Update: Here's a quick LoH example, with ordered hashes.

  use Tie::IxHash;

  my @Loh;

  for (1..5) {
    my %hash;
    tie %hash, 'Tie::IxHash';
    push @LoH, \%hash;
    # a separate instance of the lexical %hash
    #   is created each time through the loop
  }
[download]

  for (qw/Just another Perl hacker/) {
    $LoH[0]{$_} = $_;
  }
  print join(' ', keys %{ $LoH[0] }), "\n";
[download]

Many thanks to tilly for help working out a frustrating problem I ran into with my example. Upshot: do not put the tied reference itself (the return value from tie) in the data structure!
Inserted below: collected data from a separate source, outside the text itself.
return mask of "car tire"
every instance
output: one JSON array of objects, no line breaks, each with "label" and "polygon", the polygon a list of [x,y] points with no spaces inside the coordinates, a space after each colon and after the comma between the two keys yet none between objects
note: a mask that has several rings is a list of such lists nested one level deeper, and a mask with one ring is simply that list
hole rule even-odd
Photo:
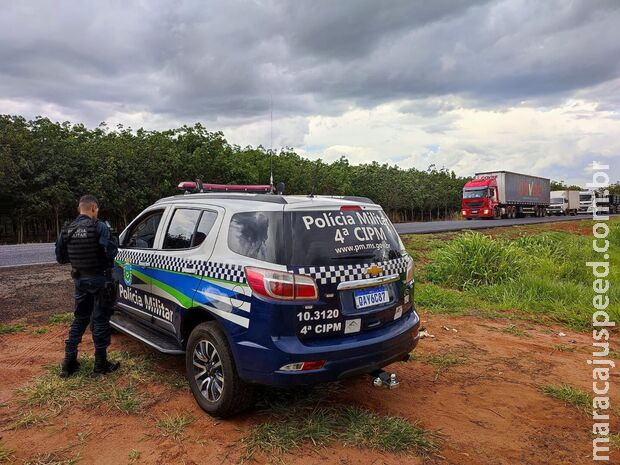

Instead, tie the hash first, and put a plain old reference to the hash in the data structure.

Update: Tie::IxHash should be quoted in the call to tie. Thanks ybiC!

Explanation on the upshot.

Tie allows an object to masquerade as a native Perl data structure. Perl maps operations into method calls, and just makes the right method calls. The return value from tie is the object. It is just a regular object, some of whose methods have names that are special to Perl.

The data structure is what gets tied, and what that means is that it has been replaced by a sort of facade. Accessing an element might do anything. Amazing, astounding, unbelievable - until you realize that this is nothing more than making Perl's native data structures look like method calls. An idea which some languages take much, much farther and integrate much better than Perl does.

BTW you can get from the data structure to the object with tied. But the object knows nothing about the data structure that has been tied to it.